In the fall of 2003, the Women's Initiative Committee--launched, and chaired, by then-President Nannerl O. Keohane--issued its final report. At the time, psychology professor Susan Roth, chair of the Women's Initiative executive committee, said: "We present this report not only with the aim of improving the climate for women at Duke, but also to improve the experience for all who work or study here.... Our Women's Initiative set out to assess and, when necessary, ameliorate the situation of women, but in so doing we have developed a more sophisticated awareness of the ways in which we need to support the work of all members of our community."
The report noted that "women expressed concerns about campus safety, feeling ambivalent about the need for protection from assaults by their peers." Among undergraduates, both men and women "expressed dissatisfaction with the dating scene (or lack thereof)."
This issue's cover story gives a human face to those findings.
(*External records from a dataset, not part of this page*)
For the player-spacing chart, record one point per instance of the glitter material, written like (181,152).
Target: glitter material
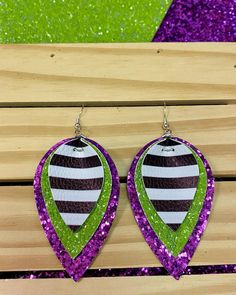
(127,272)
(174,241)
(196,20)
(174,265)
(59,21)
(75,242)
(76,267)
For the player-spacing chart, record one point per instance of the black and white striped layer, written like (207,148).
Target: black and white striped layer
(170,174)
(76,177)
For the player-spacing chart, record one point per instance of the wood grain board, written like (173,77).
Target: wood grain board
(23,244)
(197,285)
(123,87)
(108,74)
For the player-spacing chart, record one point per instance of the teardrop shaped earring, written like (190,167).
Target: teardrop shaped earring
(76,189)
(171,187)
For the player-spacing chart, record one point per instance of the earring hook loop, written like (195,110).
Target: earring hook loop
(78,123)
(166,125)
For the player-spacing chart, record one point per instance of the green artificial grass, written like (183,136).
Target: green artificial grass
(64,21)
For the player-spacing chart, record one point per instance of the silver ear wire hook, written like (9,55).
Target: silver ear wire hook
(78,123)
(165,125)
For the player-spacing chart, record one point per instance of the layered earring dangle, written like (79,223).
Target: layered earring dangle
(76,188)
(171,187)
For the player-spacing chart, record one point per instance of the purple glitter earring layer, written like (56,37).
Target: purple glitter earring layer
(176,266)
(76,267)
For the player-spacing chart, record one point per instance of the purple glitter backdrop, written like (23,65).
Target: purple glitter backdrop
(199,21)
(76,267)
(176,266)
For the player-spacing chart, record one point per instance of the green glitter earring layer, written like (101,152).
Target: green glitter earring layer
(170,185)
(76,189)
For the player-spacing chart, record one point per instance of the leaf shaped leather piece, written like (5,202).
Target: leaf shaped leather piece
(163,174)
(76,190)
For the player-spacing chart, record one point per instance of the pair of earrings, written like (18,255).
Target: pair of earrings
(170,186)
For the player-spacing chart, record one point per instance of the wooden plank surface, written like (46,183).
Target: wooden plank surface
(117,74)
(224,284)
(27,133)
(42,89)
(23,245)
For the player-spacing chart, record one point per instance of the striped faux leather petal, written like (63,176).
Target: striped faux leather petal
(75,170)
(170,166)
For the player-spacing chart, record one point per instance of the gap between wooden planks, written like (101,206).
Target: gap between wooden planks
(27,133)
(224,284)
(105,74)
(23,245)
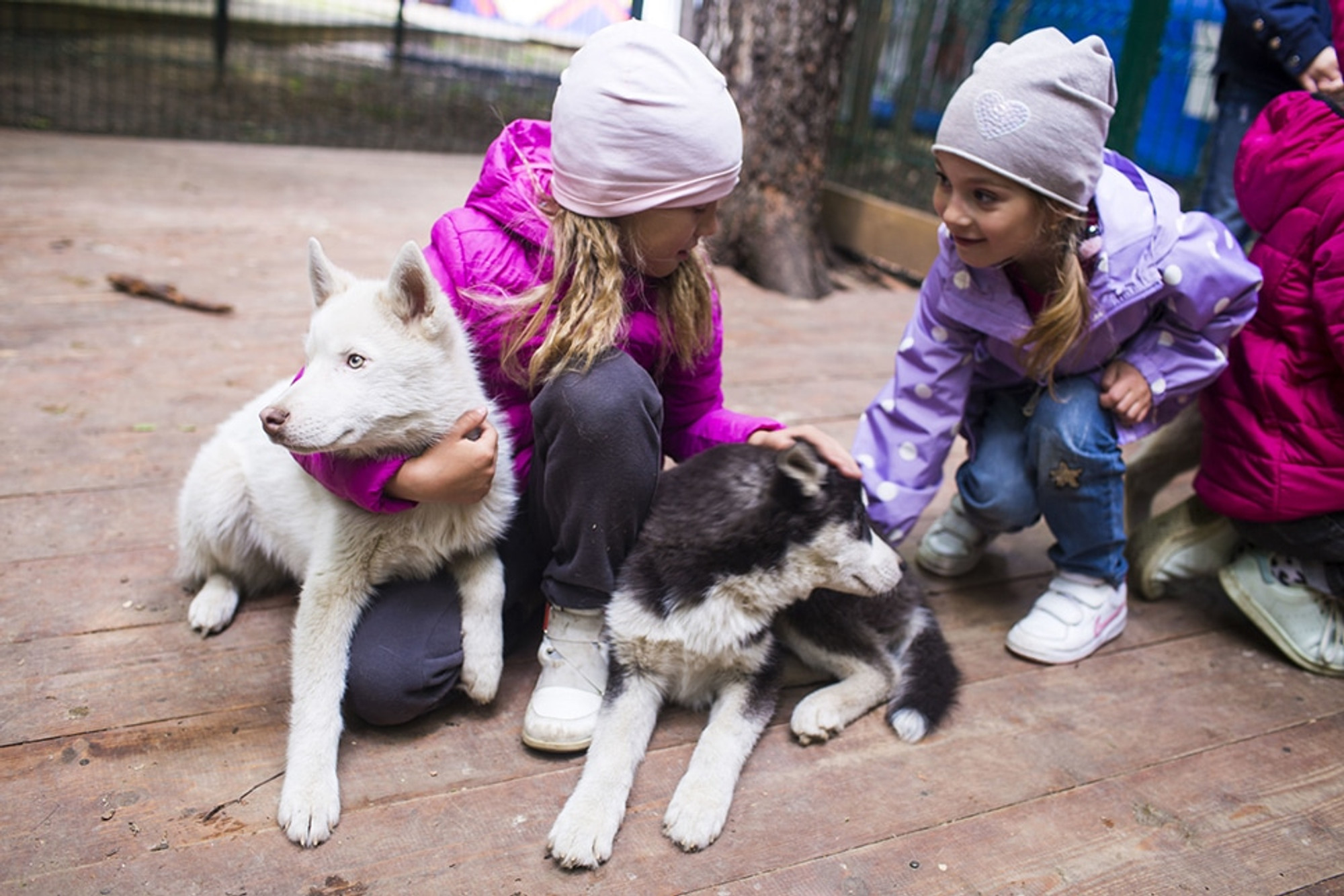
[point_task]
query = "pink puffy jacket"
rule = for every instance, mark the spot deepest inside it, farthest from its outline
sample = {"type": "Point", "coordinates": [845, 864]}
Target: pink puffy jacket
{"type": "Point", "coordinates": [494, 245]}
{"type": "Point", "coordinates": [1275, 420]}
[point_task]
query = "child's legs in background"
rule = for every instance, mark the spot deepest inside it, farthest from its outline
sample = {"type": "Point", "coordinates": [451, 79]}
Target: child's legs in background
{"type": "Point", "coordinates": [1080, 480]}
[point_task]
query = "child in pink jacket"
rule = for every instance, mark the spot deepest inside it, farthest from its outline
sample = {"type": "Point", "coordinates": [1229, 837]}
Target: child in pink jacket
{"type": "Point", "coordinates": [1272, 471]}
{"type": "Point", "coordinates": [577, 269]}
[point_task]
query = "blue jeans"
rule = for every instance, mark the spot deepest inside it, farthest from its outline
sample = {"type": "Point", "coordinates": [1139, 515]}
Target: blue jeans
{"type": "Point", "coordinates": [1034, 456]}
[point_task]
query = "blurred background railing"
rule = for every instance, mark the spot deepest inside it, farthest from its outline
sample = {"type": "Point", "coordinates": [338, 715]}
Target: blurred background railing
{"type": "Point", "coordinates": [443, 77]}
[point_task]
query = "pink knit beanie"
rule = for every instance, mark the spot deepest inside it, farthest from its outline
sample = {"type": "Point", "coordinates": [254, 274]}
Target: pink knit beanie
{"type": "Point", "coordinates": [643, 120]}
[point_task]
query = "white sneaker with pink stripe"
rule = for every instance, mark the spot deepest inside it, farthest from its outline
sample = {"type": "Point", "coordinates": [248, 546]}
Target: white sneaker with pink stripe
{"type": "Point", "coordinates": [1072, 620]}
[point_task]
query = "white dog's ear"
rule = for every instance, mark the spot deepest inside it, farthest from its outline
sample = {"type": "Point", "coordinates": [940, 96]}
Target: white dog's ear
{"type": "Point", "coordinates": [800, 463]}
{"type": "Point", "coordinates": [326, 279]}
{"type": "Point", "coordinates": [412, 288]}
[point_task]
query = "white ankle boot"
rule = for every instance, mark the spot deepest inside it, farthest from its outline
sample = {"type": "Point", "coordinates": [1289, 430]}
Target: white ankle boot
{"type": "Point", "coordinates": [954, 545]}
{"type": "Point", "coordinates": [562, 713]}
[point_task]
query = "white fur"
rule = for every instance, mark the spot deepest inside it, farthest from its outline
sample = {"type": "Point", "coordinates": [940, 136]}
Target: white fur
{"type": "Point", "coordinates": [708, 652]}
{"type": "Point", "coordinates": [826, 713]}
{"type": "Point", "coordinates": [388, 370]}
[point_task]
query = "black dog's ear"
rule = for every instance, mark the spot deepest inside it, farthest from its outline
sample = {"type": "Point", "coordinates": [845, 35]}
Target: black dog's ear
{"type": "Point", "coordinates": [800, 463]}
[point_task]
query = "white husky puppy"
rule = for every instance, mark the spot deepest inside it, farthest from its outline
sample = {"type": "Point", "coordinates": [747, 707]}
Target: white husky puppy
{"type": "Point", "coordinates": [389, 370]}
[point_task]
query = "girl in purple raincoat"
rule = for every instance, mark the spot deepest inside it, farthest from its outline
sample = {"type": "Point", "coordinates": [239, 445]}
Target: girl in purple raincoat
{"type": "Point", "coordinates": [1073, 308]}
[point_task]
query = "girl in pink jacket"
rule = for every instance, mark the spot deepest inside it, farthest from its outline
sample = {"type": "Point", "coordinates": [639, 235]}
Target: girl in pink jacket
{"type": "Point", "coordinates": [576, 267]}
{"type": "Point", "coordinates": [1272, 469]}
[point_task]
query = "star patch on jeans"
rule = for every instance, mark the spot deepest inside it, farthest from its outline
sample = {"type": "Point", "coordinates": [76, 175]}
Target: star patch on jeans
{"type": "Point", "coordinates": [1065, 476]}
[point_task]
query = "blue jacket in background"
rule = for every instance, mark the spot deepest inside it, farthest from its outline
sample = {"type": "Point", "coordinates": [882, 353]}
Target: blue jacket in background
{"type": "Point", "coordinates": [1268, 44]}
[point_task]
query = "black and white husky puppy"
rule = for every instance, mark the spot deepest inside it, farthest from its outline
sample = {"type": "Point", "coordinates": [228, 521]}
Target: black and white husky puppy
{"type": "Point", "coordinates": [737, 541]}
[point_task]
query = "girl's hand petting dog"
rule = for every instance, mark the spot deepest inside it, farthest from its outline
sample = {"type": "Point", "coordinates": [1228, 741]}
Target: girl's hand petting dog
{"type": "Point", "coordinates": [829, 448]}
{"type": "Point", "coordinates": [458, 469]}
{"type": "Point", "coordinates": [1126, 393]}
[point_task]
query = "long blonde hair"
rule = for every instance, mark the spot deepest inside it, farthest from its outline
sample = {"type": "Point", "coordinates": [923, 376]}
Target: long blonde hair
{"type": "Point", "coordinates": [583, 307]}
{"type": "Point", "coordinates": [1062, 323]}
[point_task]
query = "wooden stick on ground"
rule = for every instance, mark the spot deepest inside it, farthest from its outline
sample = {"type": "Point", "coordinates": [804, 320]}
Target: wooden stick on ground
{"type": "Point", "coordinates": [134, 285]}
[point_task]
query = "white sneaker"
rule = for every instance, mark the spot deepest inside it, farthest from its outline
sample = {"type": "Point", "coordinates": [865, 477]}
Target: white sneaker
{"type": "Point", "coordinates": [954, 545]}
{"type": "Point", "coordinates": [1072, 620]}
{"type": "Point", "coordinates": [562, 713]}
{"type": "Point", "coordinates": [1303, 623]}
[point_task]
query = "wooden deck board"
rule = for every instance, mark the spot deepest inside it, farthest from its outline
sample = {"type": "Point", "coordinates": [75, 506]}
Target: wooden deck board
{"type": "Point", "coordinates": [138, 757]}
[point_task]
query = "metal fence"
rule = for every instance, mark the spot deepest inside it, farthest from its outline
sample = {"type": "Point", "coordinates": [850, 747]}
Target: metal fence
{"type": "Point", "coordinates": [440, 77]}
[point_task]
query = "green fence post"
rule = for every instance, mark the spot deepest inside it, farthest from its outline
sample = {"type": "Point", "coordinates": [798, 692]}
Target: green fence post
{"type": "Point", "coordinates": [1136, 71]}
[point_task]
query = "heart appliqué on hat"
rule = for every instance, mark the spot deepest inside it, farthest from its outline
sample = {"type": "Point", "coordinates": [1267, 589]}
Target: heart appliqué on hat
{"type": "Point", "coordinates": [997, 116]}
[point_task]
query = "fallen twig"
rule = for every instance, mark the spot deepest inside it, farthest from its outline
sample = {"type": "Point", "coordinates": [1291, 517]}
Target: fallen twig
{"type": "Point", "coordinates": [134, 285]}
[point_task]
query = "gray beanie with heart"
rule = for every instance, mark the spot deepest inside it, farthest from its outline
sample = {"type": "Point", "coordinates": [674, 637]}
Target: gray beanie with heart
{"type": "Point", "coordinates": [1037, 111]}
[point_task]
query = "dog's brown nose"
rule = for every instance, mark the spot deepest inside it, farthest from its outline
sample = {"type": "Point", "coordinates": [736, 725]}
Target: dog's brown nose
{"type": "Point", "coordinates": [274, 418]}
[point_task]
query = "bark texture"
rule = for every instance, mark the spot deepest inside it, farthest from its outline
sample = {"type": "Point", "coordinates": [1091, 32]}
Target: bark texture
{"type": "Point", "coordinates": [784, 62]}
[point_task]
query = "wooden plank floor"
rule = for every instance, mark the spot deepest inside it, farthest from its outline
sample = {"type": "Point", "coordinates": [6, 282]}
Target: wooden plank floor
{"type": "Point", "coordinates": [139, 758]}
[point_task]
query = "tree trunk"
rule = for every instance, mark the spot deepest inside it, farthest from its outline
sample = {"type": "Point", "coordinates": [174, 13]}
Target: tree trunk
{"type": "Point", "coordinates": [784, 62]}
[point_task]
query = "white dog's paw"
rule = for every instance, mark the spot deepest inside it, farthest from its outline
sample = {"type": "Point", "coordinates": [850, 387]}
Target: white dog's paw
{"type": "Point", "coordinates": [696, 817]}
{"type": "Point", "coordinates": [584, 832]}
{"type": "Point", "coordinates": [480, 676]}
{"type": "Point", "coordinates": [214, 607]}
{"type": "Point", "coordinates": [308, 811]}
{"type": "Point", "coordinates": [911, 725]}
{"type": "Point", "coordinates": [816, 719]}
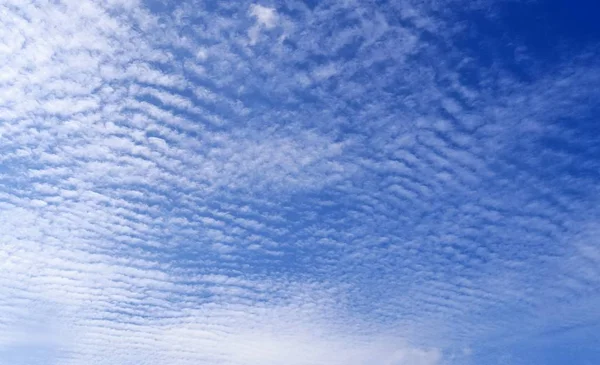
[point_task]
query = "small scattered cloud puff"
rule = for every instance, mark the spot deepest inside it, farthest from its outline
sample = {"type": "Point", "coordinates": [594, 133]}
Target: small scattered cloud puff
{"type": "Point", "coordinates": [266, 18]}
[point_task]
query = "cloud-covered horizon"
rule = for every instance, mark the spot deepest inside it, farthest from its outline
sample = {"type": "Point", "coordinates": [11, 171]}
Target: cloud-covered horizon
{"type": "Point", "coordinates": [400, 183]}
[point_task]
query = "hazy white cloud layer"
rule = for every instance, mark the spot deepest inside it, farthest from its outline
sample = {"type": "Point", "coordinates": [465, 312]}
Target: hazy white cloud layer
{"type": "Point", "coordinates": [284, 183]}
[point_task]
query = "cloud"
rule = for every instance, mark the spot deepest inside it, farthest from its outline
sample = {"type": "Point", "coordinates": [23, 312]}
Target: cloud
{"type": "Point", "coordinates": [266, 18]}
{"type": "Point", "coordinates": [368, 188]}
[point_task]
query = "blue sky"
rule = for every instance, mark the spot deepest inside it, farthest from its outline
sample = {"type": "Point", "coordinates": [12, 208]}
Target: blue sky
{"type": "Point", "coordinates": [299, 182]}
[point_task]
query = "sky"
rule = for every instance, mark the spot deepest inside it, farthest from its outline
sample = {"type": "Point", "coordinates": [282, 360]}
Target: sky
{"type": "Point", "coordinates": [413, 182]}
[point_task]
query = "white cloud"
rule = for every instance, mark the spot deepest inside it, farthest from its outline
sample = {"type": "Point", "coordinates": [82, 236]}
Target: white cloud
{"type": "Point", "coordinates": [265, 16]}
It points to the national scope of the problem; among the many disturbing statistics is that 70,000 college students last year were victims of alcohol-related sexual assault. The story also portrays a campus attacking the problem through many avenues, including student publications, public demonstrations, and a strengthened sexual-misconduct policy.
When the Women's Initiative report was released, Bernice Sandler, senior scholar at the Women's Research and Education Institute in Washington, celebrated the wide-ranging look at how gender shapes the daily lives of men and women. "These concerns are certainly not exclusive to Duke," she observed.
Discussions of sexual assault, and enhanced support services, point to a campus that is strong enough to be constructively self-critical--and nimble enough to respond to the criticism. The concerns aren't exclusive to Duke, but Duke is setting a standard for addressing them.